Course – Simmunition Training: Live Action Weapons Training

FI prepares the modern soldier or law enforcement officer for the full spectrum of combat situations, security details, and convoy-under-fire situations with our Simulated Ammunition Training exercises (SATs). Our live action scenarios have been developed by veteran members of tactical police and military squads to replicate the high-intensity of both offensive (room-entry) and defensive (under-assault) circumstances.

FI Modified Weaponry allow the Simulated Action Training (SAT) student to gain practical experience with a wide range of weapons from handgun to assault rifles and grenades. The modified weapons contain Flexible Baton (bean bag), Target Marking (paint ball) rounds, A.G.D. “Automag”, and pneumatically actuated ammunition loading, and electro-pneumatic modifications.
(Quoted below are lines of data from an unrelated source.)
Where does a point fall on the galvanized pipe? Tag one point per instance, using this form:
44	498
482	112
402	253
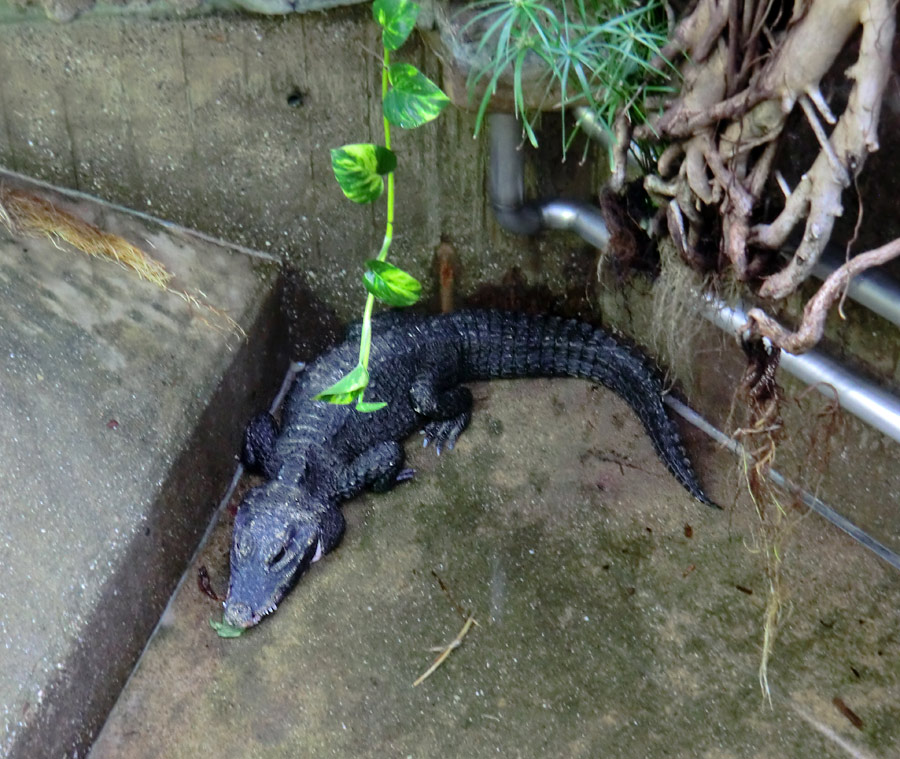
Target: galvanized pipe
876	290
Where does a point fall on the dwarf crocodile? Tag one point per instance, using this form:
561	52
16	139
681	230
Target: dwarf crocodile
325	454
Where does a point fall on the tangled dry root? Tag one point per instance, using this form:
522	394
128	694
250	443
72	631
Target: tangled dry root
747	68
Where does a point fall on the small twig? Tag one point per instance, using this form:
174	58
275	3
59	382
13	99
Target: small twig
455	643
837	167
818	100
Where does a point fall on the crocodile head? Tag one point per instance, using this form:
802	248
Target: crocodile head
278	532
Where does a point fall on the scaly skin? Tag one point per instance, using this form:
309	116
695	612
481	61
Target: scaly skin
327	454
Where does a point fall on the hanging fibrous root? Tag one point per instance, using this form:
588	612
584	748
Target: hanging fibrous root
746	66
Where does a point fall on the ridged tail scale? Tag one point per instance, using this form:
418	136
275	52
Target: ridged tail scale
501	344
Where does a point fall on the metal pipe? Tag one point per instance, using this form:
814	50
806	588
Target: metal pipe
875	290
856	394
507	192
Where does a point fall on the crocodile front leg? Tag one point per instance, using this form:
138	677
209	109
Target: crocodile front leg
449	411
379	468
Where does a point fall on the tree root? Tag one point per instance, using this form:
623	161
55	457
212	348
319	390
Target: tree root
812	325
745	69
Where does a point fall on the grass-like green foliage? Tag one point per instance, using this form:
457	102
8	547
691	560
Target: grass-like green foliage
596	53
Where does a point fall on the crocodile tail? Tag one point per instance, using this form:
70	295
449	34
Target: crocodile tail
500	344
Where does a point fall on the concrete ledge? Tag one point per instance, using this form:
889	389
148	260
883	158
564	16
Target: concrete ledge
121	407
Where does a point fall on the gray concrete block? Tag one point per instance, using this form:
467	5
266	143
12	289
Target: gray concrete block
121	407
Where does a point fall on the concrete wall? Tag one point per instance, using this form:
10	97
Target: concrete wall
224	124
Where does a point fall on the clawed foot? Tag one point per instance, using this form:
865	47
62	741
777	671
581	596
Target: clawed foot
405	474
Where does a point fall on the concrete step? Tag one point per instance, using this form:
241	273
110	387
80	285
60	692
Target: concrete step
121	408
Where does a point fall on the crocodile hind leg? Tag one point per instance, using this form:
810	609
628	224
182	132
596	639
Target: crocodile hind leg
449	411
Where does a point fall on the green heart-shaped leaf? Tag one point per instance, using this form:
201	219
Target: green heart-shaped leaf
367	407
390	284
224	630
358	169
397	19
347	389
413	99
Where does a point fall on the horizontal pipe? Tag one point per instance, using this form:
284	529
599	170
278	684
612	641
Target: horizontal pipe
872	289
507	192
856	394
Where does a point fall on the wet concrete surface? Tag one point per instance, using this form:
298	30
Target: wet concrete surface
113	396
616	617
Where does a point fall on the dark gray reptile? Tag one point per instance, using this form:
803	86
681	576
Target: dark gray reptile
327	454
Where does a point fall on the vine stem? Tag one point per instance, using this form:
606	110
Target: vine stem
365	342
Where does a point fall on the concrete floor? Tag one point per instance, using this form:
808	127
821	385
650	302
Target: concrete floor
616	617
116	402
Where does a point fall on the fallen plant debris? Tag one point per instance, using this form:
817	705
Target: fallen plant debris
26	214
455	643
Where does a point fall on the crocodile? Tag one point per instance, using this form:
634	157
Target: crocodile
325	454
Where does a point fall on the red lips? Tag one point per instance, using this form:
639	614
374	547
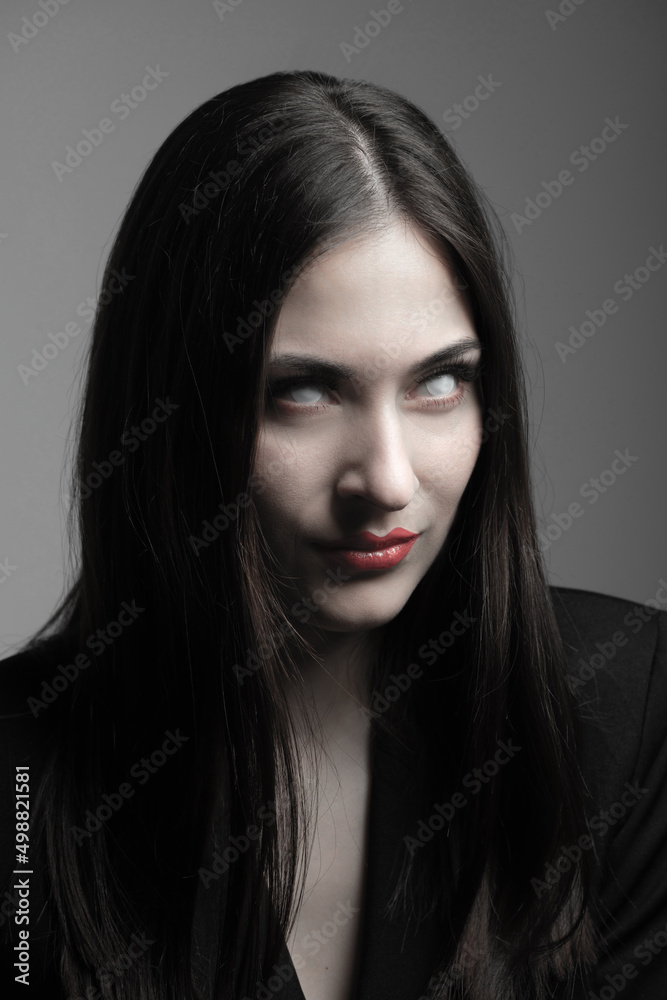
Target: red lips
366	541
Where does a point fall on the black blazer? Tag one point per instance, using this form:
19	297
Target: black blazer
617	661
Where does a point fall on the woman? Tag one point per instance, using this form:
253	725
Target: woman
271	750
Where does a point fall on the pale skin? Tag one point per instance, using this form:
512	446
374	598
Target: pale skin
371	454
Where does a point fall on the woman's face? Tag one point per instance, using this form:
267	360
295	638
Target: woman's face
354	439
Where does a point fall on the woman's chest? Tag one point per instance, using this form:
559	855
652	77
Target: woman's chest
324	943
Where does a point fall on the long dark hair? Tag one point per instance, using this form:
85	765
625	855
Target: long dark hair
244	193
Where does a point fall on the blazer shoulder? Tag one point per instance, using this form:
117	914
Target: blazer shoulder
616	652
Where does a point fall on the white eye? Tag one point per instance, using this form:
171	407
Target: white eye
305	393
444	384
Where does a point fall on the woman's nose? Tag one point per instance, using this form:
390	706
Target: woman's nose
378	463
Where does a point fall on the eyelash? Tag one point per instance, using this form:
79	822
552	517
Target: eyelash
467	373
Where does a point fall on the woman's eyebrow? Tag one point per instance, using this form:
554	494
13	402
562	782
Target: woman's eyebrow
319	368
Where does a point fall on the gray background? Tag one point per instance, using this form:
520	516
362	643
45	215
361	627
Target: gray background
557	84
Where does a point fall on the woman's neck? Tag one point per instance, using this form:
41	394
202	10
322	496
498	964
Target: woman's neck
335	682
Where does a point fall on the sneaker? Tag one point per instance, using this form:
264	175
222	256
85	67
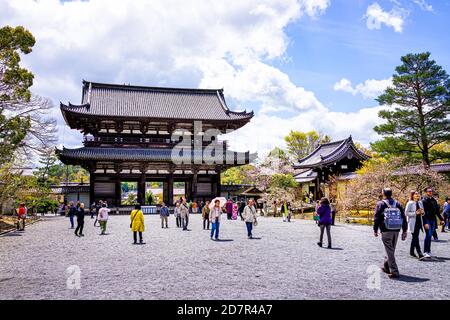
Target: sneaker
385	270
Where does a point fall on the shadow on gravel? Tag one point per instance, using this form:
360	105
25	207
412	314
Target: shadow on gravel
411	279
13	234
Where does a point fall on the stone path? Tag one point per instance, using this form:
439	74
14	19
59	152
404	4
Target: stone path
285	263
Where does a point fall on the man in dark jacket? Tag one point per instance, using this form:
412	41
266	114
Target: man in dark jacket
389	237
432	211
72	213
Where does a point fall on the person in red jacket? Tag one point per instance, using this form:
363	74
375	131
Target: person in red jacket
21	216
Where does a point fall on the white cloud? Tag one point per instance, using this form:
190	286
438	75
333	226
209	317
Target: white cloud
424	5
369	89
376	16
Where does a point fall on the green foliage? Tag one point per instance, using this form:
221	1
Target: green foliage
130	200
283	181
15	79
237	175
417	120
300	144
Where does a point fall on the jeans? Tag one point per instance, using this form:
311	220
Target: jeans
215	228
103	226
390	239
322	229
185	222
206	222
80	225
415	243
135	236
249	226
429	235
164	220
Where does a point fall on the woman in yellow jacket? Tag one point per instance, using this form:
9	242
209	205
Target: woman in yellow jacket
137	223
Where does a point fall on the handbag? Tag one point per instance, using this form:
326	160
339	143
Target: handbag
131	224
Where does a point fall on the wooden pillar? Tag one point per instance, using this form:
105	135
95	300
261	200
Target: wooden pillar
170	189
218	183
118	192
194	182
91	187
141	189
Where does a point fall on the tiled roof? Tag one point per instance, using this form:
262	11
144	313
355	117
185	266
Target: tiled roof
329	153
114	100
305	176
133	154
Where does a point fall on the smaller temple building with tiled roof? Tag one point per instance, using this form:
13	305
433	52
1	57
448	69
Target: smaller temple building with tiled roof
339	159
139	134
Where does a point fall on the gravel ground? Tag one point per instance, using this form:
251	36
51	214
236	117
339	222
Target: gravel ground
283	263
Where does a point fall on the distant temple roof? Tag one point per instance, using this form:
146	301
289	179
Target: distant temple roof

Simulated Action Training exercises are an essential component of advanced training techniques and invaluable to the development of instantaneous combat-ready reactions to maximize the response effectiveness of a soldier, security, or peace officer in any situation, foreign or domestic. FI training exercises pay particular attention to the developmental use of any weapon common in military ground assault or domestic law enforcement, and include but are not limited to the following types of scenario:

  • Room clearing
  • Close Quarter Combat (CQB)
  • Suicide Bomber
  • Convoy evacuation/extraction
  • Man-down evacuation
  • Live Fire fight
  • IED

A firing range is an excellent tool for skills development, but nothing can prepare you for the intensity of real-life combat and conflict like simulated Live Action Weapons Training. The exercises developed by FI instructors are more sophisticated than basic military boot camp and police academy drills, and incorporate the most challenging variables for any applicable domestic or military combat situation.

Course – Firearms Manipulation

The emphasis of this course is to maintain a general consistency across a broad range of small arms weapons under circumstances of duress. The stress of combat combined with an injury can reduce an otherwise effective soldier’s capabilities considerably. The difference between gross motor skills and fine motor skills can be illustrated in the difference between loading a clip and squeezing off a round. If either of these capabilities is reduced during combat due to injury, the proper training can alleviate otherwise deadly consequences by employing alternative compensatory methods of either function.

For example, ambidextrous use of a carbine-oriented weapon is not a common course of instruction, but the inability to perform one-handed or off-handed loading is an all too common source of combat fatality. Remember, you’re only as good with a weapon, as you are using it in a situation of duress.

If you only use your gun at the firing range, this is not a course you need to take. It is designed for advanced combat situations, and taught by combat veterans who have encountered physical ability interference, weapons failure and situations that require alternative means of loading and discharging a wide variety of weapons. This course also increases proficiency in loading-to-discharge sequences and reduces down time with ammunition management best practices.